Galen’s words were familiar, and Lyra suddenly recalled when and where she had heard them: on Kanzi, shortly after Orson had displayed the kyber crystals and Galen had asked him outright if they had once been used to power lightsabers.
“What of it?” Orson had said. “They were waging their own separate war and they lost.”
Lyra refused to accept it, and had said as much.
“Are you suggesting that the Emperor would falsify the events that occurred in his office? Have you had a look at him since his encounter with the traitors? Have you seen what they did to him?”
Galen had intervened, saying that no one was doubting the Emperor’s word, but Orson wasn’t about to let Lyra off the hook so easily. Addressing her, he had said:
“They doomed themselves by clinging to their outmoded traditions instead of embracing the science of the new age. Think of the good they could have done if they’d been willing to share their secrets instead of allowing themselves to be drawn into a war—against their own principles. But they had no choice once they saw their Order threatened by one of their own.”
And now here was Galen, all but mimicking Orson’s words when she knew he didn’t believe half of what he was saying.
On Lokori, when reports of the events in Palpatine’s office and throughout the theater of the war had reached them, both she had Galen had refused to accept the official explanation—the Imperial explanation. The Jedi killed by the thousands, their Temple the scene of a battle, scant survivors scattered to the stars, the Force dispersed…She was as heartbroken as if she had lost a family member, and had cried for hours. And yet most beings were so glad to see an end to the war that they accepted the deaths of the Jedi as they did the sacrifices made by the clones of the Grand Army. In what seemed merely standard weeks to Lyra, the Order all but passed into myth, with scarcely a trace of mourning or grief. Orson’s new age had dawned and the Jedi were relegated to history.
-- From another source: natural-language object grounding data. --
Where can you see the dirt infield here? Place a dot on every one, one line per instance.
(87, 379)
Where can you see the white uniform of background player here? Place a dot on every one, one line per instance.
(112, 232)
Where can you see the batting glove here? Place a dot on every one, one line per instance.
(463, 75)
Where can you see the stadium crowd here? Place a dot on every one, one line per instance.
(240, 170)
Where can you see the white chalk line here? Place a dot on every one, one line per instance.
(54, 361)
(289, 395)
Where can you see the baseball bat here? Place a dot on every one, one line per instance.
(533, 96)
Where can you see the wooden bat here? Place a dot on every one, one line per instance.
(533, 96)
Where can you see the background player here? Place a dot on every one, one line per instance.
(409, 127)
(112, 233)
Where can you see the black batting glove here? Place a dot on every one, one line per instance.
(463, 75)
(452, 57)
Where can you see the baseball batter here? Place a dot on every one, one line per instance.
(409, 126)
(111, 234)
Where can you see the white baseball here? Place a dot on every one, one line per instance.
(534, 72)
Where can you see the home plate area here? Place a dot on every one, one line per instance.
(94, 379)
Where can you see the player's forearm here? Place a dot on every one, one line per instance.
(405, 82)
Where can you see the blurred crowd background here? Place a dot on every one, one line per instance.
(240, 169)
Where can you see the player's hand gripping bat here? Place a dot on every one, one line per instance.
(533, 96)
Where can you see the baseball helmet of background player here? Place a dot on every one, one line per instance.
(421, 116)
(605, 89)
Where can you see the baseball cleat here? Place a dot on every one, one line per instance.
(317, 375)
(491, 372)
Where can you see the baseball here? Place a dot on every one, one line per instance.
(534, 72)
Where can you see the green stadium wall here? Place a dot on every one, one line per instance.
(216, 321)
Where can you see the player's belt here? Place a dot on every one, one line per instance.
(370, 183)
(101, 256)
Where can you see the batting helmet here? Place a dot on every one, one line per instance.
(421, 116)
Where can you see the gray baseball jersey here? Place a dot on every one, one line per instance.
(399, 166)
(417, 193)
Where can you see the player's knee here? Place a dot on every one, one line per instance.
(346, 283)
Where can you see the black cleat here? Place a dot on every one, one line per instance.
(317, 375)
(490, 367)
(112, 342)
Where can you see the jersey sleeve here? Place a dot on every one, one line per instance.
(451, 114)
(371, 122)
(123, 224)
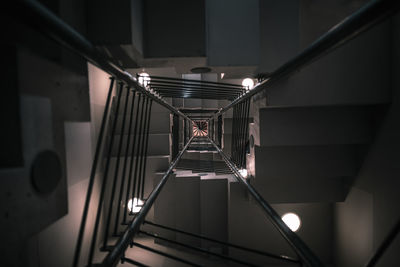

So why the change in Galen? Was he masking his own sadness for what had befallen the Order to justify
his feverish desire to unlock the secrets of the kyber? Intent on providing for her and Jyn, fixated on resuming his research, was Galen in danger of losing his way?
His intense gaze had returned to the massive kyber.
“Who knows to what ends Dooku might have put this crystal.”
“I can guess,” Lyra said carefully, “since Dooku loosed a droid army on the galaxy.”
“Dooku was undeniably evil,” Galen said without facing her. “But the Jedi also need to be held accountable—even historically—for being insular, and for locking their secrets away. Now we have an opportunity to expose at least some of those secrets.”
Lyra shuddered, and somehow Galen picked up on it.
“Our research could lead to a dramatic shift in the paradigm. It’s not unreasonable to feel threatened.”
“As long as the change is for the benefit of everyone,” she managed. “The way the Force is.”
He nodded, as if assessing her words. “I’ll defer to the Order’s sound judgment. We’ll investigate with judicious care. But who knows, one day we may even get to the root of the Force itself.”
Lyra laughed despite herself. “Now you’re really beginning to scare me.” She fell silent, then said: “Galen, have you slept at all since you’ve been here?”
“When I’ve needed to. You know how I am.”
“That’s why I’m asking.”
He made light of her concern with a negligent wave. “I’ll catch up. Right now I couldn’t sleep even if I wanted to.” He paused to magnify the view of one facet of the kyber. “The internal structure is unlike anything I’ve seen. It’s almost a bridge between organic and inorganic, as close to alive as a stone can be—which I suspect is why the Jedi were able to interact with kybers through the Force. We don’t have that option, so science will have to substitute. But it’s almost as if the crystals evade our attempts to investigate their properties on a quantum level. They flee from our efforts to analyze them with neutron activation, even plasma mass spectrometry.
“We took extreme care in pumping the crystal with various lasers, and yet still managed to harvest unexpected returns—sufficient to power a modest population center for a standard week. As I explained to Orson, restraint is the challenge facing us right now.”